Site hosted by Angelfire.com: Build your free website today!

The New Deal: Possible Conclusions

 

        The New Deal was essentially an opportunistic, non-revolutionary program which did not have any set philosophy by which it could be described. If FDR had any philosophy, it was simply that of pragmatism, of experimenting with anything to see whether it would work.

 

        The New Deal abandoned the faith that free competition and equality of opportunity alone would ensure social justice. Rather, social justice required the government to engage in positive social planning and stringent controls. Thus a new shift from opportunity and freedom to security and control.

 

The New Deal was a middle way between two extremes: laissez-faire capitalism/social economic Darwinism and communism. The New Deal was a series of reactions to the demands of reactionaries and radicals which cut the ground out from beneath “right” and “left” extremists. This is why some historians have argued that Roosevelt’s “patching up” of the capitalist system so it could effectively work again, makes him one of the greatest conservatives of the 20th century.

 

The New Deal whether viewed as conservative, “middle ground” , liberal, or radical left a number of consequences so that America would never be the same again:

 

1. A changed attitude about what the government’s role/responsibilities should be during a depression. Never again would the American people accept the notion that the government’s role was to do nothing.

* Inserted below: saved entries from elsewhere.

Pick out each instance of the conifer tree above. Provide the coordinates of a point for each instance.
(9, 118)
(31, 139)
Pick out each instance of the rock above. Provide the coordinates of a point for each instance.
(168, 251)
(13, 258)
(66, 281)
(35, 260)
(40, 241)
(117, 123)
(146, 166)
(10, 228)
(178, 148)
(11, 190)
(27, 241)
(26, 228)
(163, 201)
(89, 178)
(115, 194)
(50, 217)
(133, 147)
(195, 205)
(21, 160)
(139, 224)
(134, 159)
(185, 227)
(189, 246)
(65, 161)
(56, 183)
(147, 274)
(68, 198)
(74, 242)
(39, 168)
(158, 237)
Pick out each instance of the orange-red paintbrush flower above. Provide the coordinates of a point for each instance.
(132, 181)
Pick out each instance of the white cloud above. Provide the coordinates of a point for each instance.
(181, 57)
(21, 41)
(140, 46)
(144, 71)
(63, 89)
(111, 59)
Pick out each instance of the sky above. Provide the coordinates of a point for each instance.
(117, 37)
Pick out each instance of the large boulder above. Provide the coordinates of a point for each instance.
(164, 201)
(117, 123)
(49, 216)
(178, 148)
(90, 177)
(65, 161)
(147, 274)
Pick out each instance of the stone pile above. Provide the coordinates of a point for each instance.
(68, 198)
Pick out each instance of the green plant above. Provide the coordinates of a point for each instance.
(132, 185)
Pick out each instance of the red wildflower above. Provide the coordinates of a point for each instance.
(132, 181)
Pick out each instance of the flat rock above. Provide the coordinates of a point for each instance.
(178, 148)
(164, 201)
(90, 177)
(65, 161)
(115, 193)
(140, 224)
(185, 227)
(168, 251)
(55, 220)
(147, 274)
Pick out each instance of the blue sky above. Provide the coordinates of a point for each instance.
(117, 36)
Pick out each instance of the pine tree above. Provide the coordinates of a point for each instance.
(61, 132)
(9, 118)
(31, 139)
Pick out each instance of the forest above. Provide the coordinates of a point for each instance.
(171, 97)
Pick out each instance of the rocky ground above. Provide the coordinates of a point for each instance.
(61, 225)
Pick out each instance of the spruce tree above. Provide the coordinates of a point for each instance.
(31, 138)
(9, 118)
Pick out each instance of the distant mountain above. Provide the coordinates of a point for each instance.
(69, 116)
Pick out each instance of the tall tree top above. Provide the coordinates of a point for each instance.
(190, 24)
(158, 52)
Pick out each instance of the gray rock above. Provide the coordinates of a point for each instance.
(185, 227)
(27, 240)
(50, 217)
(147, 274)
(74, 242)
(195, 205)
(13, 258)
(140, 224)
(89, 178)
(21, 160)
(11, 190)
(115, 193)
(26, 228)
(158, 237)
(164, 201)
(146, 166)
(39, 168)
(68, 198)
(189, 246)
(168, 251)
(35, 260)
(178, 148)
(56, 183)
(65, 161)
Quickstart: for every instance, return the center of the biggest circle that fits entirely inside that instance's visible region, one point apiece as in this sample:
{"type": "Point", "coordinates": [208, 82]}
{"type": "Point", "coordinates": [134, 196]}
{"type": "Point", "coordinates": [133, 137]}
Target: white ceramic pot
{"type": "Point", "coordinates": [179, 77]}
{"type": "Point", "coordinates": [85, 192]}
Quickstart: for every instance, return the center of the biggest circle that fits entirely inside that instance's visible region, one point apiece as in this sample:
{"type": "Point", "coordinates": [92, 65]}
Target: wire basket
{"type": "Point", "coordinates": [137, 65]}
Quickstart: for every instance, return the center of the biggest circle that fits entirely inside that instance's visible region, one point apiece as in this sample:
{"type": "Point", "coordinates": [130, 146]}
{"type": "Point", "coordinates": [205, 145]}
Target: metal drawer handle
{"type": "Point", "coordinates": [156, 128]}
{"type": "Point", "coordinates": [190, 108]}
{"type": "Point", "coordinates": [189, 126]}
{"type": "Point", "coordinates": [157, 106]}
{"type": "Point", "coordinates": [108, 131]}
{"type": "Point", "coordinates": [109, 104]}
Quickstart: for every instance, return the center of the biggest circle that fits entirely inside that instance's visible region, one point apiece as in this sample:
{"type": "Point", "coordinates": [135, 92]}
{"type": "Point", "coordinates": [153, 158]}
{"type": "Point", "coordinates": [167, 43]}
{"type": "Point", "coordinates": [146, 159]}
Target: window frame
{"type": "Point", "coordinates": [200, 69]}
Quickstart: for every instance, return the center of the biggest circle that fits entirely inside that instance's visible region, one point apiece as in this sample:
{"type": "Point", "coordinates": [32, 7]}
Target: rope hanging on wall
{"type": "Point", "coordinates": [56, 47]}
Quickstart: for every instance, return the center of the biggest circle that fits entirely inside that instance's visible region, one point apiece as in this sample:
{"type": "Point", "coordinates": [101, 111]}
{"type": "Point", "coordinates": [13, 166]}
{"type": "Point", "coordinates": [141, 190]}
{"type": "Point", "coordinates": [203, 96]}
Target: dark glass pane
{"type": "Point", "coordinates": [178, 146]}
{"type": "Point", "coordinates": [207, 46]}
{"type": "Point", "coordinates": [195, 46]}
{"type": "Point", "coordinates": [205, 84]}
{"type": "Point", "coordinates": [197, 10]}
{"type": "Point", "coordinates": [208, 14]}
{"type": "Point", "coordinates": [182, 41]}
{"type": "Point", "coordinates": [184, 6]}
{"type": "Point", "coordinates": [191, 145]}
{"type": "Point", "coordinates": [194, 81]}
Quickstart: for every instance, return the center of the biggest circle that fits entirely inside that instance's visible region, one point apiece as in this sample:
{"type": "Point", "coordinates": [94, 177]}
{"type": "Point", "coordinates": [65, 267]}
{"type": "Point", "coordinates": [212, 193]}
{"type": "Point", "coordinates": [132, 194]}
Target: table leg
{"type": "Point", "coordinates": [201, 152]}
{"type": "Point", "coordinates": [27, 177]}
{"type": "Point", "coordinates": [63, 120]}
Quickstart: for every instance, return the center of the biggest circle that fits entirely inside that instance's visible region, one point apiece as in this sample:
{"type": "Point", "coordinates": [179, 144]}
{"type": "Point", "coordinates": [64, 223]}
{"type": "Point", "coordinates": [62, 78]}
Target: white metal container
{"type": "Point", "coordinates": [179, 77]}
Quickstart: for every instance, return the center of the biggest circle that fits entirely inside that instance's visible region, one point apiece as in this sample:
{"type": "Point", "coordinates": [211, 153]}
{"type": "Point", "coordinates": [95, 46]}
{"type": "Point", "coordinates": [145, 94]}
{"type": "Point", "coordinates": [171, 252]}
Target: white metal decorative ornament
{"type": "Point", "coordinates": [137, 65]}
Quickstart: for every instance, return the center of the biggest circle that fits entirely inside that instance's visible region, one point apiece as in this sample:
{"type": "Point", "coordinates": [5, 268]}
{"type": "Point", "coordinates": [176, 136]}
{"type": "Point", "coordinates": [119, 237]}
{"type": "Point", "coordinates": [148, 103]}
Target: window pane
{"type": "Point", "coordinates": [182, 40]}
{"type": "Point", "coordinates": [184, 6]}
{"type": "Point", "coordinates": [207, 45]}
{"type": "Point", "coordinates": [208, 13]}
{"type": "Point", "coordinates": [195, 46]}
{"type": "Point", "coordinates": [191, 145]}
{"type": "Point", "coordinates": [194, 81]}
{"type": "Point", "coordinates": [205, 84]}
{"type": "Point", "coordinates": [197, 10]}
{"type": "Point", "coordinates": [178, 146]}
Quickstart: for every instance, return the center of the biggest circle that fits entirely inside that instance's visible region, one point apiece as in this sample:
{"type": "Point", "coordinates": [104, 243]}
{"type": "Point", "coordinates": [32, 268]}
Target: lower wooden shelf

Henceforth, help for those effected and inducement of economic recovery were expected from the government.

 

2. Quite beyond the issue of complete economic collapse, the whole theory of laissez-faire - “that government governs best which governs least” - had been smashed. There emerged instead the concept of the welfare state that there is a certain decent standard of living for all Americans which the government should secure for them if need be.

 

3. #2 nurtured the growth of Big Government, increasing the power of the federal government at the expense of the states. With this came the growth of a huge and vast federal bureaucracy and its costs.

 

4. #1, #2, #3 indicate a shift in belief and attitude within the society that security, especially economic security, is desirable even if it sacrifices some freedom. Self reliance, rugged individualism, and personal liberty which Hoover and others championed, did not feed the family or restore the spirit of the American people when disaster struck. The effects or desirability of this change in the social and economic fabric of our society is THE DEBATE as we enter the 21st century.

 

5. The New Deal created “Power Bloc” politics. To counterbalance the influence and power of big business, the New Dealers appealed to Big Labor and Big Agriculture. Today’s politics reflect the influence of special interests in which the individual can no longer be very effective in protesting or promoting certain governmental policies or behavior.

 

6. #5 led to greater group conscientiousness and more political attention to submerged minority groups, especially blacks. Other ethnic minorities emerged as important pressure groups which could no longer be ignored. The New Deal greatly contributed to the attack on white Anglo-Saxon Protestant domination of the country which began in the 1950’s and has continued until today.